All of this functionality comes in a large package, but one that does its best to look sleek while being awkwardly long. The APEX is easily the longest keyboard I have ever used and before I could get comfortable with it, I had to shift everything on my desk a good few inches to the left. This is the trade-off for dedicated macro keys, however, and that’s fair enough. I was also surprised that the board had a nice heft without being heavy like more expensive mechanical boards. With two replaceable elevated feet, I was able to get shift the board to a comfortable angle without any noticeable flex in long writing and gaming sessions. It felt durable.
The design of the board goes part in parcel with the typing experience due to the low profile key design. Compared to a normal keyboard, they’re about half the height, which means that the travel distance per press is also less, theoretically increasing your input speed. In the beginning, I found this to be complete farce. Such low profile keys felt off, and the macro keys on the left made it hard to comfortably anchor my find like I usually would, but I pressed on and those first few hours of typos and backspaces faded away. Within a day, my typing speed had matched and exceeded my best on my Corsair K70, something I didn’t think possible.

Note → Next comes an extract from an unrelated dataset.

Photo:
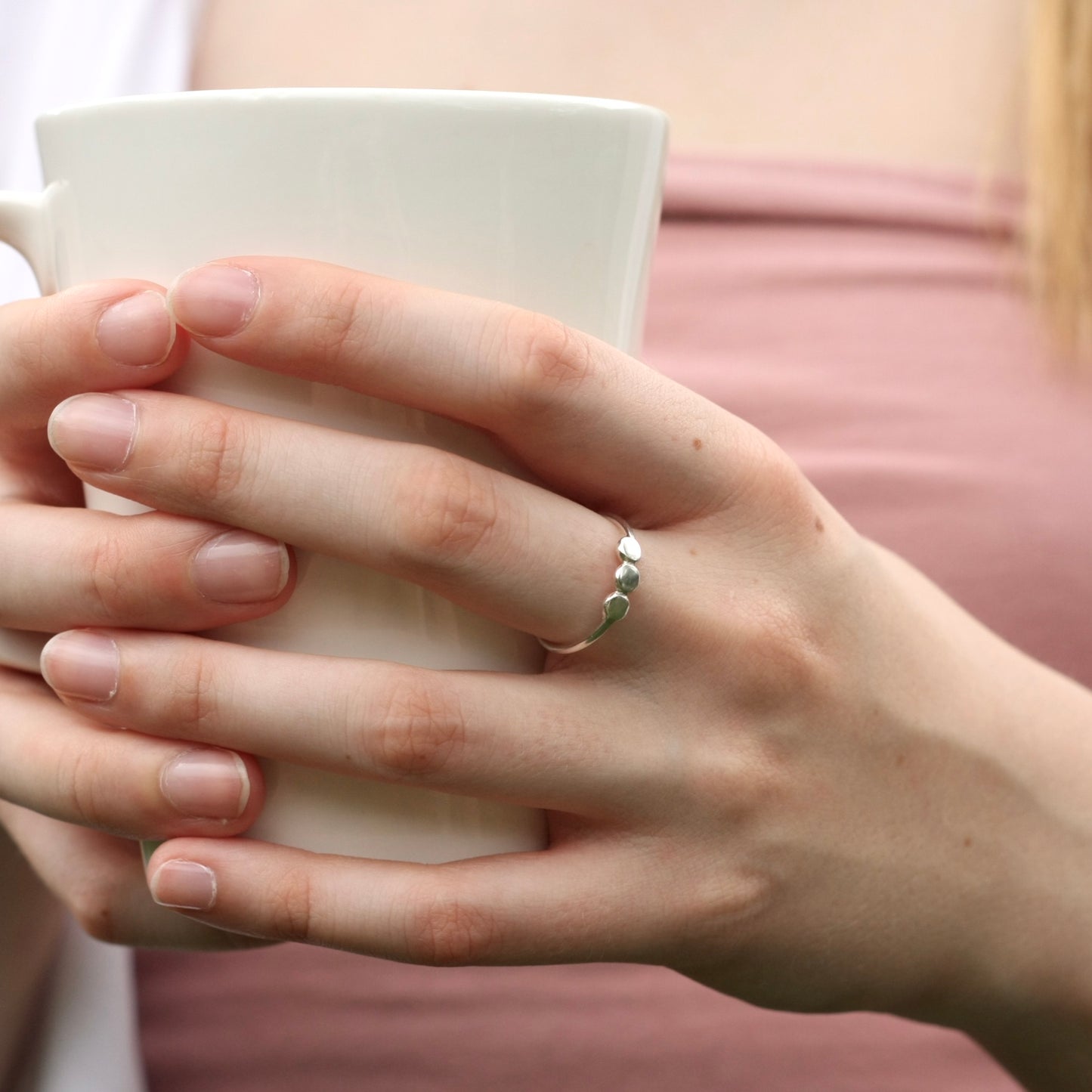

In comparison to other membrane keyboards, the APEX lacks the mushiness and creak of even some of its more expensive competition. The low profile setup allows the keys to feel more springy and responsive while still remaining blessedly quiet. For comparison, I used the APEX alongside the Logitech G110, a Microsoft Wireless Multimedia keyboard, and a generic HP, and there was simply no competition. Steelseries felt so much better that each of the other boards simply felt bad.
The APEX features a outer matte finish with a glossy inlay. These accents are, of course, fingerprint and dust magnets, but that goes with the territory for any glossy peripheral. The keyboard also features an extra tall, reduced width space bar that lends the setup a unique look. My concerns that this would be awkward were quickly assuaged. I was dismayed to see the natural oil from my fingers quickly tarnish the surface of the keys after just a few hours. As an unoily person, this is a direct result of the materials being used.
The keyboard also includes several other features worthy of note. The W key, for example, features dual bumps to quickly get you back to ready position. There are also two additional diagonal arrows for gamers that would prefer to control with their right hand and don’t want to miss their Q and E functionality. Dedicated media keys also line the right side of the number pad, though the positioning of play/pause flush with the enter key is unfortunate. Premium staples like a braided cable, USB pass through, 6-key rollover and 20 key anti-ghosting are all present and accounted for.
In a year rich with keyboard reviews and hands-ons, the APEX stands out from the pack. It looks and feels better than most, and managed to increase my typing speed more than any membrane keyboard has ever been able to do. The market is full of now full of keyboard options in all price ranges, but the APEX is a clear contender for best in membrane keyboard in its range.